E proprio a Trigoria è partito il lavoro di questa stagione. Quali sono le prime impressioni?
“Intanto, per la prima volta abbiamo potuto lavorare dall’inizio sulla squadra, a differenza della scorsa stagione che siamo subentrati a gennaio. Finora s’è lavorato tanto. Si è spinto parecchio dal punto di vista atletico. Dal punto di vista tattico in modo graduale, considerando che non avevamo tutto il gruppo a disposizione. Ma siamo contenti, ora nel ritiro in Inghilterra stiamo curando aspetti didattici con quella larga fetta dei giocatori tornati nel gruppo”.

Entrando nel dettaglio, quali sono le sue precise consegne all’interno dello staff del mister?
Il nostro metodo di lavoro – almeno in questa fase – prevede che tutti noi tecnici prepariamo e lavoriamo sulle stesse cose, alla pari. Poi, magari, ognuno ha una caratteristica diversa, ma non ci sono gerarchie. Daniele coinvolge tutti, ascolta con attenzione e poi fare le sue valutazioni su come agire”.

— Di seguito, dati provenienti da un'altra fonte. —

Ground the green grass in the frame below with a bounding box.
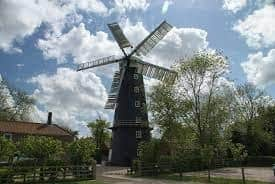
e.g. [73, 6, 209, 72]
[58, 181, 104, 184]
[153, 175, 271, 184]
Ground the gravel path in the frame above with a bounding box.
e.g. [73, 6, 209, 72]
[97, 166, 275, 184]
[97, 166, 201, 184]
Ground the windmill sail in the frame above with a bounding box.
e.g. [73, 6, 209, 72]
[108, 23, 132, 49]
[130, 21, 172, 56]
[77, 56, 122, 71]
[136, 59, 177, 82]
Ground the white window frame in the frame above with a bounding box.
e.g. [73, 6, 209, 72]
[135, 100, 140, 107]
[136, 116, 142, 123]
[136, 130, 142, 139]
[134, 86, 139, 93]
[133, 73, 138, 80]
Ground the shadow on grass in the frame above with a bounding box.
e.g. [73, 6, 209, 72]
[139, 174, 271, 184]
[58, 180, 105, 184]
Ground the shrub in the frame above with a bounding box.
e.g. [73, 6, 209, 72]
[19, 136, 64, 164]
[245, 156, 275, 167]
[67, 138, 95, 164]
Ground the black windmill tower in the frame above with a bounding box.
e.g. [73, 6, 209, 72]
[77, 21, 176, 166]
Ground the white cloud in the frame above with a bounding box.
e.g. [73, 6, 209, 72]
[223, 0, 247, 13]
[38, 23, 120, 63]
[0, 0, 107, 52]
[123, 20, 208, 67]
[161, 0, 174, 14]
[233, 5, 275, 48]
[29, 68, 108, 135]
[110, 0, 150, 14]
[71, 0, 108, 15]
[148, 27, 208, 67]
[0, 74, 14, 109]
[241, 49, 275, 86]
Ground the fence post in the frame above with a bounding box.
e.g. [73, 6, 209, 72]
[92, 161, 96, 179]
[32, 167, 36, 181]
[63, 167, 67, 179]
[137, 160, 141, 176]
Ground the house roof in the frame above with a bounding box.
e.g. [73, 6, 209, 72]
[0, 121, 73, 136]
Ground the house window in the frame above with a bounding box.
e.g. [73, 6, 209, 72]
[4, 133, 12, 140]
[135, 100, 140, 107]
[134, 86, 139, 93]
[137, 149, 141, 157]
[134, 73, 138, 80]
[136, 130, 142, 139]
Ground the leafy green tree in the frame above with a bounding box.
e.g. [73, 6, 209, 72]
[231, 83, 272, 155]
[149, 52, 237, 176]
[0, 135, 16, 160]
[66, 138, 96, 164]
[149, 83, 185, 156]
[88, 118, 111, 163]
[229, 143, 248, 183]
[0, 78, 35, 120]
[19, 136, 64, 164]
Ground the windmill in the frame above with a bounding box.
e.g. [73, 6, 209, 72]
[77, 21, 176, 166]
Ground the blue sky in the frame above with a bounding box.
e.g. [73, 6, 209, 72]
[0, 0, 275, 135]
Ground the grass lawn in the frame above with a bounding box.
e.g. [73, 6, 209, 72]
[151, 175, 271, 184]
[62, 181, 105, 184]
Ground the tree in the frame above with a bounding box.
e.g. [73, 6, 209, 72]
[0, 78, 35, 120]
[88, 118, 111, 163]
[149, 52, 232, 180]
[0, 136, 16, 160]
[149, 83, 185, 156]
[229, 143, 247, 183]
[66, 138, 96, 165]
[19, 136, 64, 164]
[232, 83, 272, 155]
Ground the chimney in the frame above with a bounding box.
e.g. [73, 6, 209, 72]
[47, 112, 52, 125]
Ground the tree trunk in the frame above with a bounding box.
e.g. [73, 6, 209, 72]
[208, 160, 211, 182]
[208, 168, 211, 182]
[242, 167, 245, 184]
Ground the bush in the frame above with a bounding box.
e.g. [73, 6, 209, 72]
[67, 138, 95, 165]
[19, 136, 63, 164]
[0, 168, 13, 183]
[0, 135, 16, 161]
[245, 156, 275, 167]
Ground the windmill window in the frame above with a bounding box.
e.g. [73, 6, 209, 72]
[136, 116, 141, 123]
[134, 73, 138, 80]
[134, 86, 139, 93]
[135, 100, 140, 107]
[136, 130, 142, 139]
[4, 133, 12, 140]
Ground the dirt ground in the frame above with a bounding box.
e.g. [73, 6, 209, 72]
[97, 166, 275, 184]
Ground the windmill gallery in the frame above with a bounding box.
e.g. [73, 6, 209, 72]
[77, 21, 176, 166]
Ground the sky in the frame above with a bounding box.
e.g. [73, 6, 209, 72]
[0, 0, 275, 136]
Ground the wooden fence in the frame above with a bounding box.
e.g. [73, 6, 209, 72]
[0, 165, 96, 184]
[130, 160, 238, 176]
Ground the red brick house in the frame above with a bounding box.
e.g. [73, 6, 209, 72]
[0, 113, 75, 142]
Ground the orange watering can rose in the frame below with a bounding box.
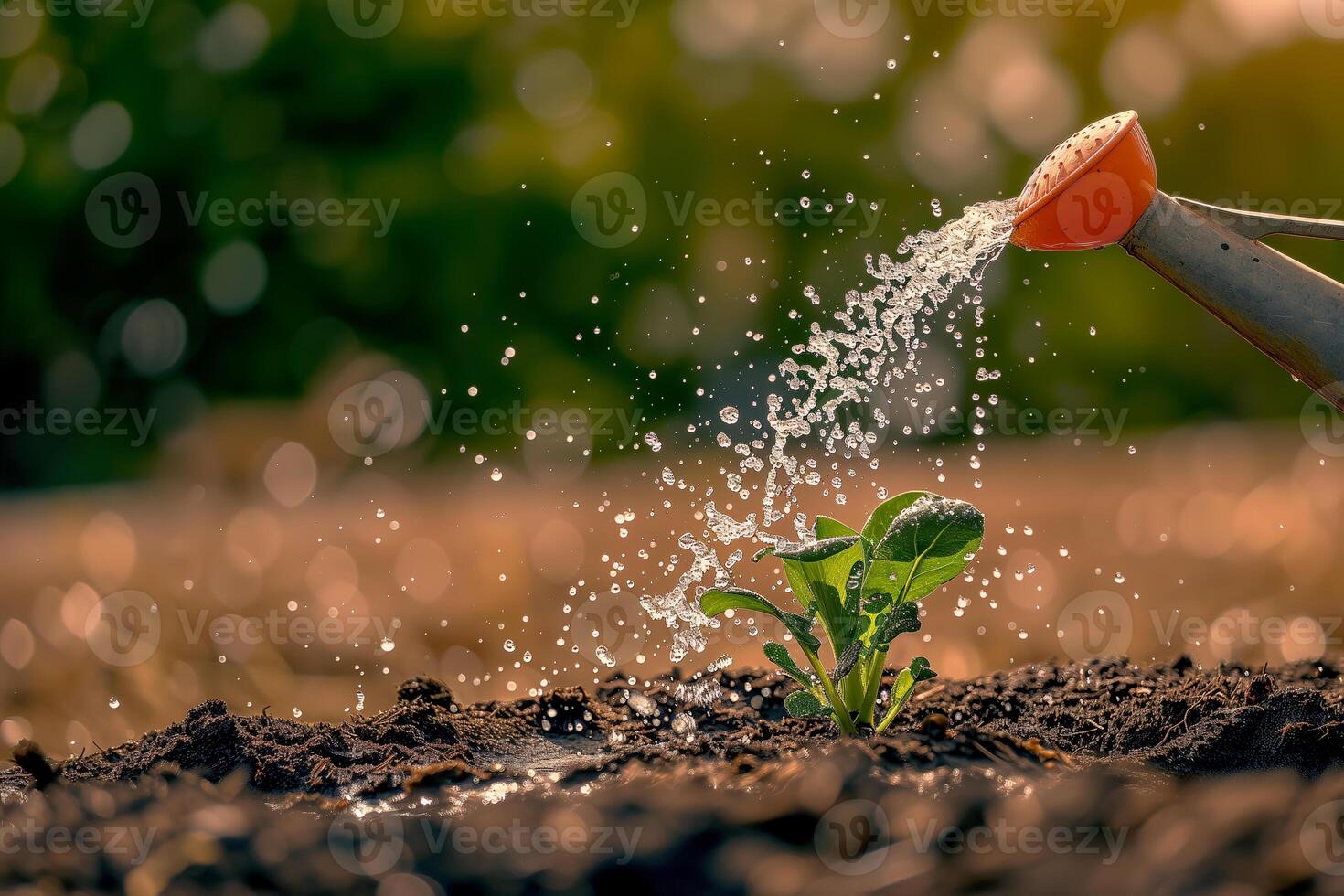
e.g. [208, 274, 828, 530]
[1012, 112, 1344, 411]
[1012, 112, 1157, 250]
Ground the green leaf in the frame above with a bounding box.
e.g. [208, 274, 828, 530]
[774, 535, 863, 656]
[830, 641, 863, 684]
[878, 656, 938, 733]
[812, 516, 859, 540]
[764, 641, 813, 690]
[861, 492, 929, 546]
[863, 495, 986, 603]
[774, 535, 859, 563]
[700, 589, 821, 650]
[909, 656, 938, 681]
[784, 690, 830, 719]
[872, 603, 919, 653]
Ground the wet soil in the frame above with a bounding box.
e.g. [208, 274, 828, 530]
[0, 661, 1344, 893]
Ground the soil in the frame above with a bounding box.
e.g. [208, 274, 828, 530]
[0, 661, 1344, 893]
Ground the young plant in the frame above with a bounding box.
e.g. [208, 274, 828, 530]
[700, 492, 986, 736]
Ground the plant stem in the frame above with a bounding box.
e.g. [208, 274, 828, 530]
[859, 645, 891, 725]
[798, 653, 859, 738]
[874, 669, 915, 735]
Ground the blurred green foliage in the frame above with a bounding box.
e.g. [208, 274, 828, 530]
[0, 0, 1344, 487]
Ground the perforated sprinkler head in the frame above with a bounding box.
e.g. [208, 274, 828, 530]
[1012, 112, 1157, 251]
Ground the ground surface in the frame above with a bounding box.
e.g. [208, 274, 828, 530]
[0, 661, 1344, 893]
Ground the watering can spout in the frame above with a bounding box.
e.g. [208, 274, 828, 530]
[1012, 112, 1344, 412]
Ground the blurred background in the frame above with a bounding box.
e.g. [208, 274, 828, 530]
[0, 0, 1344, 752]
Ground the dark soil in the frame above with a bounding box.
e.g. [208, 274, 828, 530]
[0, 661, 1344, 796]
[0, 661, 1344, 893]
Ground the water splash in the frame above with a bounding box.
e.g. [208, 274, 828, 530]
[640, 201, 1016, 662]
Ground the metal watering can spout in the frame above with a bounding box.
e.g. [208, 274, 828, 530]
[1012, 112, 1344, 411]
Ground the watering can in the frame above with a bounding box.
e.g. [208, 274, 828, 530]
[1012, 112, 1344, 411]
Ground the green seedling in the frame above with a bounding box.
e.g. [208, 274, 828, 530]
[700, 492, 986, 736]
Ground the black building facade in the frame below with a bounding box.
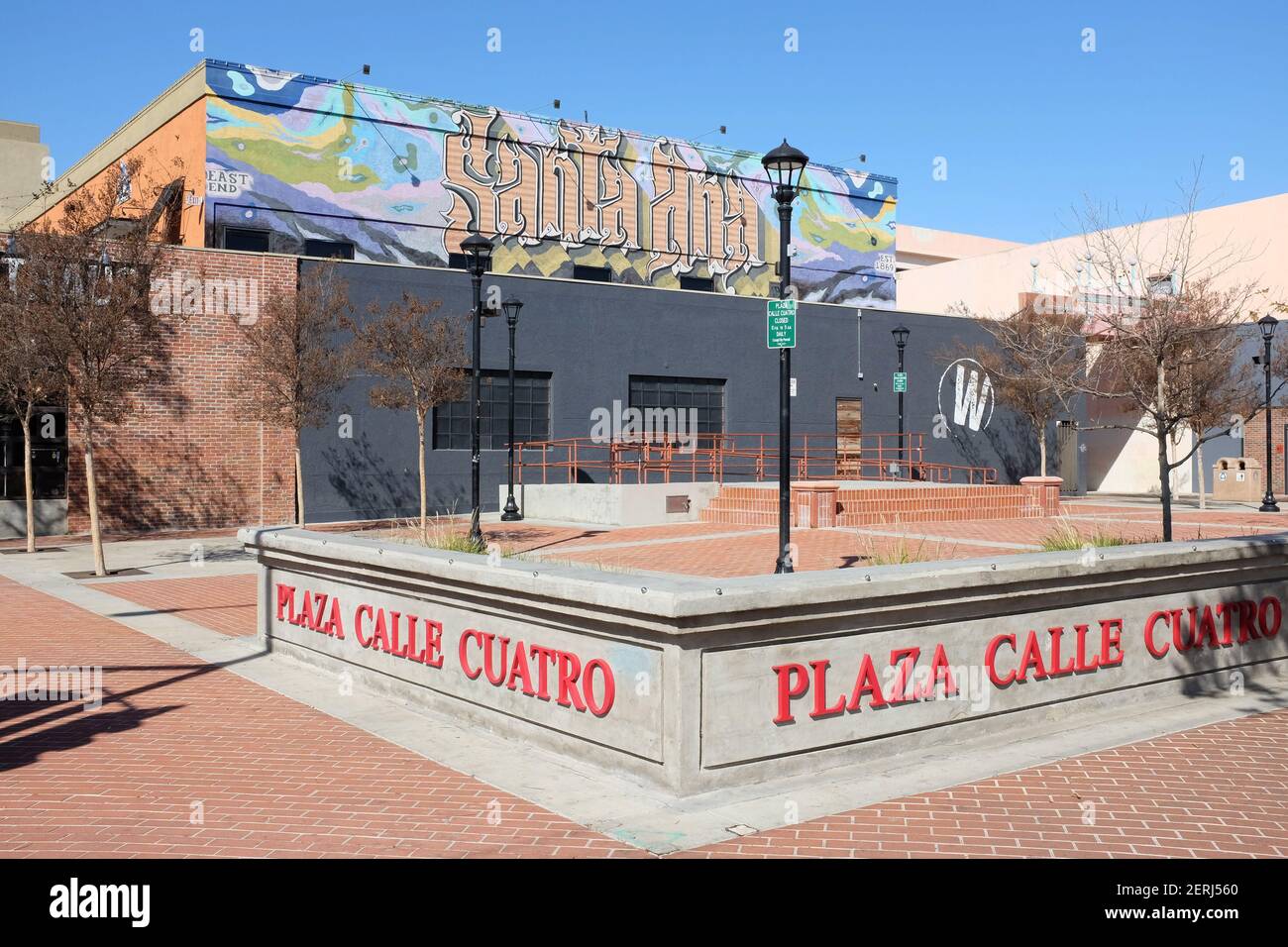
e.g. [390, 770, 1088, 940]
[301, 261, 1082, 522]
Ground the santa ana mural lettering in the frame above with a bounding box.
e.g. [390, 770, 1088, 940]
[206, 60, 897, 308]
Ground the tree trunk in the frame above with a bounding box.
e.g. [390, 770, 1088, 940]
[85, 425, 107, 576]
[1154, 364, 1172, 543]
[1158, 434, 1172, 543]
[295, 443, 304, 530]
[22, 411, 36, 553]
[416, 411, 429, 545]
[1194, 441, 1207, 510]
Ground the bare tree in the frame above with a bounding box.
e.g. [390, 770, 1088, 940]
[1182, 345, 1251, 510]
[1064, 183, 1259, 541]
[14, 158, 172, 576]
[960, 303, 1086, 476]
[349, 291, 465, 539]
[237, 263, 353, 527]
[0, 265, 64, 553]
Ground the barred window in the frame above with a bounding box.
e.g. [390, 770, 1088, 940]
[0, 407, 67, 500]
[434, 369, 550, 451]
[630, 374, 725, 434]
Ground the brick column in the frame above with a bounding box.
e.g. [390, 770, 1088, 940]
[791, 480, 840, 530]
[1020, 476, 1064, 517]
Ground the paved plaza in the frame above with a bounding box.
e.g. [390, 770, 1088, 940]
[0, 501, 1288, 858]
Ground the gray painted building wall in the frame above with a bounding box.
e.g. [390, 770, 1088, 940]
[301, 261, 1087, 522]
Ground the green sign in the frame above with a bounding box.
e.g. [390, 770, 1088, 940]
[765, 299, 796, 349]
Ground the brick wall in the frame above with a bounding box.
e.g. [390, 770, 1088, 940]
[1236, 404, 1288, 494]
[67, 248, 297, 532]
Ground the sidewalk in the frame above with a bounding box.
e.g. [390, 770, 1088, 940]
[0, 504, 1288, 858]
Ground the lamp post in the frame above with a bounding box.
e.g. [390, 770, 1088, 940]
[1257, 316, 1279, 513]
[501, 296, 523, 523]
[461, 233, 493, 546]
[890, 323, 910, 474]
[760, 138, 808, 574]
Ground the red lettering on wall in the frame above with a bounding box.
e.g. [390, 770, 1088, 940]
[984, 635, 1015, 686]
[773, 664, 808, 723]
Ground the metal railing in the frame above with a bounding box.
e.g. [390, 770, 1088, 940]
[515, 433, 997, 484]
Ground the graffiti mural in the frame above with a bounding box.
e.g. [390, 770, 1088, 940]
[206, 61, 897, 307]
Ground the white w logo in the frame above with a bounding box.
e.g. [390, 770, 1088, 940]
[939, 359, 993, 430]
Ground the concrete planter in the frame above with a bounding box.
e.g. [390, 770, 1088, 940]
[241, 530, 1288, 795]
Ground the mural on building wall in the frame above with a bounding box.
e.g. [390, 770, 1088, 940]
[206, 61, 897, 307]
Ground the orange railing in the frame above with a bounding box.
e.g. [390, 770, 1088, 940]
[515, 433, 997, 483]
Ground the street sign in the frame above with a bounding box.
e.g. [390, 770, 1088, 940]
[765, 299, 796, 349]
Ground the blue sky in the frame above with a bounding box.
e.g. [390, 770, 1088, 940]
[0, 0, 1288, 241]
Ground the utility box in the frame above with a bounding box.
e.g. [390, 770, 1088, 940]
[1212, 458, 1265, 501]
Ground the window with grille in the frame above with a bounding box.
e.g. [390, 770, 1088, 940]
[630, 374, 725, 434]
[0, 407, 67, 500]
[224, 227, 268, 253]
[434, 371, 550, 451]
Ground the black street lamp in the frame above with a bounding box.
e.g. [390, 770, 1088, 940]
[760, 138, 808, 574]
[890, 323, 910, 475]
[1257, 316, 1279, 513]
[461, 233, 493, 546]
[501, 296, 523, 523]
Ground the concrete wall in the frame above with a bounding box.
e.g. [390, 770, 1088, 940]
[0, 500, 67, 540]
[0, 121, 49, 228]
[301, 261, 1087, 522]
[497, 481, 720, 526]
[241, 530, 1288, 795]
[898, 194, 1288, 316]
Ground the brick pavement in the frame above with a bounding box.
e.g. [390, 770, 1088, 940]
[0, 579, 639, 858]
[94, 575, 255, 637]
[0, 505, 1288, 858]
[679, 710, 1288, 858]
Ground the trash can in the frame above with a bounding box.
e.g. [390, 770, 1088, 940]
[1212, 458, 1265, 502]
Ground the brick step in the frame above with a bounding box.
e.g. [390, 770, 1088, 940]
[699, 481, 1059, 527]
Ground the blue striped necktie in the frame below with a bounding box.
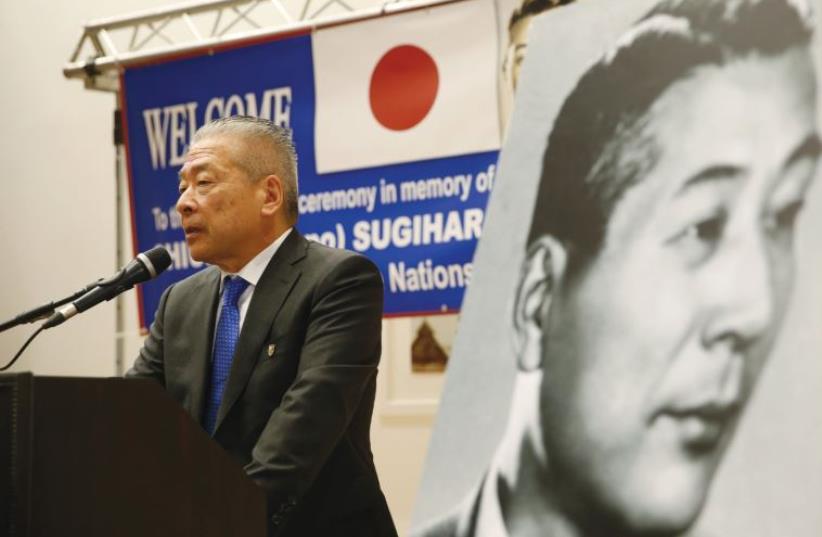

Oltre alle esercitazioni sul campo di cui abbiamo già accennato, quanto tempo dedicate al fattore psicologico dell’atleta? E quanto conta?
Credo che sia fondamentale, soprattutto guadagnarsi la fiducia dei ragazzi. Io sono stato calciatore, tutti noi dello staff abbiamo fatto parte di questo mondo, anche se in categorie diverse, a livelli differenti. Però non cambia, il calcio ha gli stessi principi ovunque. Sappiamo quanto è importante coinvolgere, parlare, con chi gioca meno. Oppure, quando si perde una gara, stare vicino ai giocatori. Daniele è molto bravo sotto questo aspetto. Ha polso, ha capacità non solo tattica, ma anche dal punto di vista comunicativo. Noi, come collaboratori, dobbiamo essere bravi ed avere la giusta sensibilità per capire determinate situazioni, dire la parolina se serve, alzare la voce quando bisogna farlo, per far sì che il gruppo sia coeso, è importante che vadano tutti nella stessa direzione”.

A questo proposito, i nuovi acquisti come si stanno inserendo?
Molto bene. Al di là delle qualità tecniche indiscutibili che hanno, sono tutti ragazzi bravissimi dal punto di vista umano. È una cosa fondamentale. Sono super disponibili, umili, dal primo giorno si sono messi a lavorare nel modo giusto. Hanno qualità, voglia di fare e di imparare”.

C’è un allenatore che nel suo trascorso di calciatore le ha lasciato qualcosa in più degli altri?
“È facile dare la risposta più scontata. Ovvero, ho appreso un po’ da tutti. In parte è anche vero, però poi è inevitabile che nel corso di una lunga carriera si possano incontrare personaggi che ti segnano più di altri”.

Quindi, il suo quale è stato?
Daniel Passarella, quando era CT dell’Uruguay. Si portava dietro il suo passato da fuoriclasse della nazionale argentina, il suo carisma. Riusciva a tenere in mano un gruppo tosto, con tante personalità complesse. In più, era anche molto bravo in campo, avvalendosi della collaborazione del suo vice Sabella. Una grande figura. Sì, può ricordare il De Rossi di oggi”.